The biggest deficiency is in translating
“We are at an inflection point for data-driven management,” says Prof Ravi Bapna of Carlson School of Management at University of Minnesota. His presentation highlighted the challenges of using data analytics in business. He argued that there are three main challenges:
- executive-level awareness of the art of analytics
- a shortage of talent
- organisational muscle and capabilities.
“Analytics ‘translation’ [into business strategy] is by far the biggest deficiency [in companies],” argued Prof. Bapna. To tackle these problems, he offered an organisational learning plan that consists of a test-and-learn culture, gaining experience with large-scale data processing, and moving from point optimization to end-to-end-process optimization using audio-visual and language processing.
Eight weeks from idea to market
John Staunton, CEO of Countr POS, an online retail Point of Sale platform, presented case studies of businesses and their use of AI, machine learning, and behavioural analytics.
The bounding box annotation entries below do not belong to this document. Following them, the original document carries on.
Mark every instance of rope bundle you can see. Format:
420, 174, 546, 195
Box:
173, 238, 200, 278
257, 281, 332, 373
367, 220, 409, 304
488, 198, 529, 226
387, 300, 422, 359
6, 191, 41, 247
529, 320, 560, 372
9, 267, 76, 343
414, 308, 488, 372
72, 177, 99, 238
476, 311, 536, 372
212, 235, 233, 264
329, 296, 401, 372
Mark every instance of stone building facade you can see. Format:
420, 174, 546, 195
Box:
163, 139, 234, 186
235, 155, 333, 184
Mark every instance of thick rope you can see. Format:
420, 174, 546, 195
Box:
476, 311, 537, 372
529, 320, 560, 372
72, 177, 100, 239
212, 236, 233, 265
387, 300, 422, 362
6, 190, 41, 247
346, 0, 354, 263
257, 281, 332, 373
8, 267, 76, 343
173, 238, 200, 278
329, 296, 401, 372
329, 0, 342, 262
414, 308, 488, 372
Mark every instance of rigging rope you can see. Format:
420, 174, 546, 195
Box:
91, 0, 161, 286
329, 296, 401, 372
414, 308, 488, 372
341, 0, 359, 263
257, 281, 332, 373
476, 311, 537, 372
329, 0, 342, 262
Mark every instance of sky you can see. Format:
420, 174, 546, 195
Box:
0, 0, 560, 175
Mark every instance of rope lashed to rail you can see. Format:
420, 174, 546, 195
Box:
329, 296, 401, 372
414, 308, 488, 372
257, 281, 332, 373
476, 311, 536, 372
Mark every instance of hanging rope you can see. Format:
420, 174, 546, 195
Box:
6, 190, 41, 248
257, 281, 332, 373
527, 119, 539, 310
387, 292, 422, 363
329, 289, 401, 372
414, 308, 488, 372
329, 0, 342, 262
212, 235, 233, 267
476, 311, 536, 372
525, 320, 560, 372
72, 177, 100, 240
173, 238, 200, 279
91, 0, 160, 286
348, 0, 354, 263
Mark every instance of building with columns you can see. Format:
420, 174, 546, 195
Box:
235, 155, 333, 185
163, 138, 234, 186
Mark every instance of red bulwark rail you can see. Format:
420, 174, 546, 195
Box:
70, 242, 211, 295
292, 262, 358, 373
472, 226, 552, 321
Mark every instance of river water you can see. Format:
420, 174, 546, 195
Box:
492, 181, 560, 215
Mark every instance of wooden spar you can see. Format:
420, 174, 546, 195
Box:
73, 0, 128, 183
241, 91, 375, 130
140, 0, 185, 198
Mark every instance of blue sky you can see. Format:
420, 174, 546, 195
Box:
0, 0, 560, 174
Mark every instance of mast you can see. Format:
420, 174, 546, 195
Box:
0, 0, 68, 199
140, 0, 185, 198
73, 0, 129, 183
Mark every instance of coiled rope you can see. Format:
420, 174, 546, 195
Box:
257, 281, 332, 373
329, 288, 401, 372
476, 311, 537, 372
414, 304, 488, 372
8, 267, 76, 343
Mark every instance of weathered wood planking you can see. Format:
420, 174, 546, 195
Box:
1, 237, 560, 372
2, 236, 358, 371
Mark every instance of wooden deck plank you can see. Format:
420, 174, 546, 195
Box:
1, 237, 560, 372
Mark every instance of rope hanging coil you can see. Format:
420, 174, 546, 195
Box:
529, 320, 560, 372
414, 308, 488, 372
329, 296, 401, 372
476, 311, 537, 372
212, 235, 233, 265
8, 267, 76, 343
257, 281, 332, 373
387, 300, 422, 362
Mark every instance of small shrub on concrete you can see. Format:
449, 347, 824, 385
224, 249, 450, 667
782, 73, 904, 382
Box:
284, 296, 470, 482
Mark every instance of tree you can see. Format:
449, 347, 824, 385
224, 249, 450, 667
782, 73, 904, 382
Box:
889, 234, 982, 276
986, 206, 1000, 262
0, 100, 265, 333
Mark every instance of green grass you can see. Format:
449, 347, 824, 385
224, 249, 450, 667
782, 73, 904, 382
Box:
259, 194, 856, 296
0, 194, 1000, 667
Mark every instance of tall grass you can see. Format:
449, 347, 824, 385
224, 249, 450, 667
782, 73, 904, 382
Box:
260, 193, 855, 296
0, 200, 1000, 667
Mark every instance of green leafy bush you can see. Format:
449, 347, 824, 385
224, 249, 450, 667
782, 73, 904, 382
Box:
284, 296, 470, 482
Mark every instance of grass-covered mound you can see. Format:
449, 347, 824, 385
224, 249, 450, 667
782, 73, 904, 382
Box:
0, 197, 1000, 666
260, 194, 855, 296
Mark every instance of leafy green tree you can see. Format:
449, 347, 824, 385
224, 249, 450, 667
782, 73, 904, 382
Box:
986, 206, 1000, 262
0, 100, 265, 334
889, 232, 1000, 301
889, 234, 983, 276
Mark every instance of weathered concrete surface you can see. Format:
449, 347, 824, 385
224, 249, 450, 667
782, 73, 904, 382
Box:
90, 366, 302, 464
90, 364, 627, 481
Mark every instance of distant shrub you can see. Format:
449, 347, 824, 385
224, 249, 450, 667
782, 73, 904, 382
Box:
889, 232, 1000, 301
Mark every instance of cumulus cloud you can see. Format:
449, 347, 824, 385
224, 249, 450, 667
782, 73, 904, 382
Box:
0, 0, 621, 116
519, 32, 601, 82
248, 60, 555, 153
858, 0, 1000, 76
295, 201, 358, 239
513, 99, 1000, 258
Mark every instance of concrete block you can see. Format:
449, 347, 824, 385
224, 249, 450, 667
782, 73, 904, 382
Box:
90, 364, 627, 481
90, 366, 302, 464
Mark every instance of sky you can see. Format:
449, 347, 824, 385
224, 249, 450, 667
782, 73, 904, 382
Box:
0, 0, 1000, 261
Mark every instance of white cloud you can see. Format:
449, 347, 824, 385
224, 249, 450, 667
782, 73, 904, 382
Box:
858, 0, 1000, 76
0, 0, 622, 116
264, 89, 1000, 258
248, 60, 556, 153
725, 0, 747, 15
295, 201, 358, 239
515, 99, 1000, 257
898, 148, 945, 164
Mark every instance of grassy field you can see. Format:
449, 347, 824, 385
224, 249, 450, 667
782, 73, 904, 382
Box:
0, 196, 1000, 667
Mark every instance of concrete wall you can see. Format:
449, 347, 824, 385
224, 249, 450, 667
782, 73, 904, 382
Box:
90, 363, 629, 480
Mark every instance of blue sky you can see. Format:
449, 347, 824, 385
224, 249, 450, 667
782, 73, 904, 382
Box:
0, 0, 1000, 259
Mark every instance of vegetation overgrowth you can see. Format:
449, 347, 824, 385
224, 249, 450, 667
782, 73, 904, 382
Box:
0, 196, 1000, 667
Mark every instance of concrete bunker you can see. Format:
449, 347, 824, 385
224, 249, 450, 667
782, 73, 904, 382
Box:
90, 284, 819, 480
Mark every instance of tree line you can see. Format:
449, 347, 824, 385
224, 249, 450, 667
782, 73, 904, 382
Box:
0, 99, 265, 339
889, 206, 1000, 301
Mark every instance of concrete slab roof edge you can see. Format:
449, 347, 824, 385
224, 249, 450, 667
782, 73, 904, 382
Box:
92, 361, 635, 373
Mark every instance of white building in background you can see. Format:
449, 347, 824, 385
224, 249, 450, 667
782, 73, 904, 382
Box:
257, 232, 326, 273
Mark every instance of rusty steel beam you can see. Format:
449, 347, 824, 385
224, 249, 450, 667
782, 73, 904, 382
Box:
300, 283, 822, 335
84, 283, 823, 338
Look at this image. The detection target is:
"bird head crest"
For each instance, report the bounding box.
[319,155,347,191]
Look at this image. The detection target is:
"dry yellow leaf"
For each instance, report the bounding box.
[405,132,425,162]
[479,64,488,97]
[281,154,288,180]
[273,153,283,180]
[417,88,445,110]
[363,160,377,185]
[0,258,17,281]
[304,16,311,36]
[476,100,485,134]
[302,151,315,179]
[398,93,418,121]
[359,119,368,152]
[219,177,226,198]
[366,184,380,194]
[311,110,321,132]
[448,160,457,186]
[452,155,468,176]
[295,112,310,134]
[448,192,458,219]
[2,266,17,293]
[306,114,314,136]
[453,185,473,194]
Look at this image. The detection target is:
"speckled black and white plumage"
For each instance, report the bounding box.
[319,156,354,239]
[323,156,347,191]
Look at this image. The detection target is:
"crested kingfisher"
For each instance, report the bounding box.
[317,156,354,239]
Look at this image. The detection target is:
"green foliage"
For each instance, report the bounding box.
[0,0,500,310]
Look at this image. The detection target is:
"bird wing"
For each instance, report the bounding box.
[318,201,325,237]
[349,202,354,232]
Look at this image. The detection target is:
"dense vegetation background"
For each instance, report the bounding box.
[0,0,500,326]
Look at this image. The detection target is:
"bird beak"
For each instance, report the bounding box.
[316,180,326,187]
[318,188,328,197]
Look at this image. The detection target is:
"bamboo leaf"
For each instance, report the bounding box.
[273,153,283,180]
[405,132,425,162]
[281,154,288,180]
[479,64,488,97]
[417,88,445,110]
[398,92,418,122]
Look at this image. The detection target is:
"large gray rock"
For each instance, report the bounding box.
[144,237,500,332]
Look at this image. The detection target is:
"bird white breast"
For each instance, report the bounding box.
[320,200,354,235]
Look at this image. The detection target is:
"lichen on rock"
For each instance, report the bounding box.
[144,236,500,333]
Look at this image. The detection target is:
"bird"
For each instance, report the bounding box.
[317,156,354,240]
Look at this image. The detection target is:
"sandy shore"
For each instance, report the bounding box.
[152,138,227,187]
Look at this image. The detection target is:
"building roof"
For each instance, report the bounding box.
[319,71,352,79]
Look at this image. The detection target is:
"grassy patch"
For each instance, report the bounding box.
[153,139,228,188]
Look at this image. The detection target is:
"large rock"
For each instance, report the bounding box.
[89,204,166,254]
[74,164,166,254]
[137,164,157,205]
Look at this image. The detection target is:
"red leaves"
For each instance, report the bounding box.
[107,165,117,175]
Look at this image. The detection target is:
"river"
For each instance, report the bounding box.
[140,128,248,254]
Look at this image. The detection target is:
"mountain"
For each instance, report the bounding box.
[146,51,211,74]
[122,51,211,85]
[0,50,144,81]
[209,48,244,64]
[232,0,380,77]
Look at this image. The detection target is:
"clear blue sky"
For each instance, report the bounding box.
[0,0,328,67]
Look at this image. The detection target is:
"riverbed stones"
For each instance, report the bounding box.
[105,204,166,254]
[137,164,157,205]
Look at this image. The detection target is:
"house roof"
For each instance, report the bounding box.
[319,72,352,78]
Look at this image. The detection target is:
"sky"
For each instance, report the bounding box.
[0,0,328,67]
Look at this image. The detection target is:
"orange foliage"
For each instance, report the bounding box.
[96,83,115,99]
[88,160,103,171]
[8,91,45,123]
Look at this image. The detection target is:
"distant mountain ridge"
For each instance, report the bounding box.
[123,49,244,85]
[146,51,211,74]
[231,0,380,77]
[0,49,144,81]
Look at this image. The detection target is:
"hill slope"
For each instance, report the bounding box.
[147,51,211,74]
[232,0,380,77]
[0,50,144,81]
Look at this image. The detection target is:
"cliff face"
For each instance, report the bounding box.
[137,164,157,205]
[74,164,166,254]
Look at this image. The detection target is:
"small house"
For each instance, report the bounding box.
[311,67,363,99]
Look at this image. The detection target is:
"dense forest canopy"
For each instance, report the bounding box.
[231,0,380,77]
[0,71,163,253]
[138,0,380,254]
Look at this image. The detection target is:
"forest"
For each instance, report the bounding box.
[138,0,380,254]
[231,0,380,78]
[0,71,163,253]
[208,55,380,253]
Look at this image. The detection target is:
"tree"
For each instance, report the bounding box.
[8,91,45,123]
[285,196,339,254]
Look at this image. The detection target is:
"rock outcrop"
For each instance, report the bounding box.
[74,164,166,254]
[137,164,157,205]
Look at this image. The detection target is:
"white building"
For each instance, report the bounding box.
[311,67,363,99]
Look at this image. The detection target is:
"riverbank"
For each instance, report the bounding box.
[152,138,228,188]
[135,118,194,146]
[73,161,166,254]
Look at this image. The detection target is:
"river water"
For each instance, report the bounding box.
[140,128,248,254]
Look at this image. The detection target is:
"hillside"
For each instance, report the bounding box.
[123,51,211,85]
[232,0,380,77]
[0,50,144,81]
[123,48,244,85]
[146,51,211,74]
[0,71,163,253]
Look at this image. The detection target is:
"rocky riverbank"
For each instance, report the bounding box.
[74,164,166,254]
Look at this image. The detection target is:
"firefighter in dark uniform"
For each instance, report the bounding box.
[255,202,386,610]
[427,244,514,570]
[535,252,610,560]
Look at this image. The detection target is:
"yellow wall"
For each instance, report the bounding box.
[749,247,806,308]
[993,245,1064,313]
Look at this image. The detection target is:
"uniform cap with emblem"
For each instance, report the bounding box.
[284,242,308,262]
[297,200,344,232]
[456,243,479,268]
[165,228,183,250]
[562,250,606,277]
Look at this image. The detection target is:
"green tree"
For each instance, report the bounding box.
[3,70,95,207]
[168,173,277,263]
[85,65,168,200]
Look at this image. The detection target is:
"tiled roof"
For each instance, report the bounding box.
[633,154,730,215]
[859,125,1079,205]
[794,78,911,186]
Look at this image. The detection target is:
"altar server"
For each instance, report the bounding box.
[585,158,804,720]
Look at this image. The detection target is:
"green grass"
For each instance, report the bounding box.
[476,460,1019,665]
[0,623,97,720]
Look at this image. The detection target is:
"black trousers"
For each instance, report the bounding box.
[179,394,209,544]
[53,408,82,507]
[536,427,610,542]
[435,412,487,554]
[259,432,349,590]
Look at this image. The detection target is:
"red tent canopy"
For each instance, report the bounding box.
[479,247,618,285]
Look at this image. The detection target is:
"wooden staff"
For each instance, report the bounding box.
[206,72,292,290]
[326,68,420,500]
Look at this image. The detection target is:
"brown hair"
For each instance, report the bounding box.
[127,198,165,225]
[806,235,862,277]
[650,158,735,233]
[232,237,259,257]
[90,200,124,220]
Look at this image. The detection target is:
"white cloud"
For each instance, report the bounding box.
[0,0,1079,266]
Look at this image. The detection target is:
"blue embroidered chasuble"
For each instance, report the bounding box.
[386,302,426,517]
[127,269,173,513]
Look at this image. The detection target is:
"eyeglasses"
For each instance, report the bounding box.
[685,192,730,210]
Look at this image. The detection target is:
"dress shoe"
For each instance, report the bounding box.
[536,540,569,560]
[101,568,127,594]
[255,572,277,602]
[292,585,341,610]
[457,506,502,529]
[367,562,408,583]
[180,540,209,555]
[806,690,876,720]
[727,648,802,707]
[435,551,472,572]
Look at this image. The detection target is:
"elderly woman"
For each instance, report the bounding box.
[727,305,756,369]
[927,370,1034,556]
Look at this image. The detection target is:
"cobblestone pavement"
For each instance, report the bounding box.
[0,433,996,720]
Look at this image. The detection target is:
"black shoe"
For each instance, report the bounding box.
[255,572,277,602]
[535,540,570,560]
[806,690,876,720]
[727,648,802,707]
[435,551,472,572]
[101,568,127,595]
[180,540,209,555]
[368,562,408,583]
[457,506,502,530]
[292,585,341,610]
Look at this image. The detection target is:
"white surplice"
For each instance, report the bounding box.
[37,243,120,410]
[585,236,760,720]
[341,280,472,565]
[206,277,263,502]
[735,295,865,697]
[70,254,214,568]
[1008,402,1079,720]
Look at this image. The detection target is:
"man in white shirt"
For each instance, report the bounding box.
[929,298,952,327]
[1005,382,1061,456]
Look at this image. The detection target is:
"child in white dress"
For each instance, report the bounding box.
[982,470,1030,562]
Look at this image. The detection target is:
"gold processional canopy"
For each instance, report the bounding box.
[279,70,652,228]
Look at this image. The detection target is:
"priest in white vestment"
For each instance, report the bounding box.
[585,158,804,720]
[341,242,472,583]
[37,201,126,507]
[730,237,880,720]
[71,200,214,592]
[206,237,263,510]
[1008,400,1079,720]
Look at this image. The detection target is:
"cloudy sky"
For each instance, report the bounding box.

One case study of supermarket chain Spar’s introduction of cashier- and POS-less purchasing system showed that relying on mobile, self-serve, and digital payments, machine learning learns to personalize the customer’s in-store experience. It can take as little as just eight weeks from idea to market, Staunton suggests, and this is how digital business should embrace the analytics revolution. Echoing previous speakers, he underlined the importance of collaboration within business analytics as “nobody is an expert at everything [and] closed ecosystems do not work.”
Learn to manage new technologies
Senior Associate Dean of Fox School of Business at Temple University, Prof. Paul Pavlou highlighted the foundations of digital business strategy and offered an illustration of its trajectory. Referring to recognizable phenomena such as digital platforms, AI, and the Internet of Things (IoT), Prof. Pavlou offered a prediction of the rise of Future and Emerging Technologies. As digital business advances into the Fourth Industrial Revolution, “sophisticated technologies are likely to emerge, such as nanotechnology, new materials, biometrics, and quantum computing.” He advised that learning to manage these technologies would allow for “sustained competitive advantage.”
The ethics of data analytics for privacy and data sovereignty
Moderated by RSM’s Prof. Peter Vervest, the Digital Economy Summit concluded with a panel of data experts from business and academia: Jan-Kees Buenen of Synerscope; Martijn Imrich of Xomnia; Dr Nelson Granados of Pepperdine University; and Prof. Rajiv Garg, of University of Texas at Austin. The interactive discussion addressed questions from participants, and insights and opinions from audience members were welcomed.
The panel tackled the debates surrounding co-creation in the era of big data. An intricate discussion towards the end of the session addressed the ethics of data analytics for privacy and data sovereignty. Prof. Garg dove deeper into this question and raised issue of bias of machine learning and AI for social groups such as nationality, race, and socio-economic status. An argument offered was that it is not the tools themselves that carry these biases but how practitioners program them. Panelists, supported by various participants in the audience, agree that such flaws do not invalidate the pursuit of data science; on the contrary, it is motivation to direct further cross-sector research to confront this issue.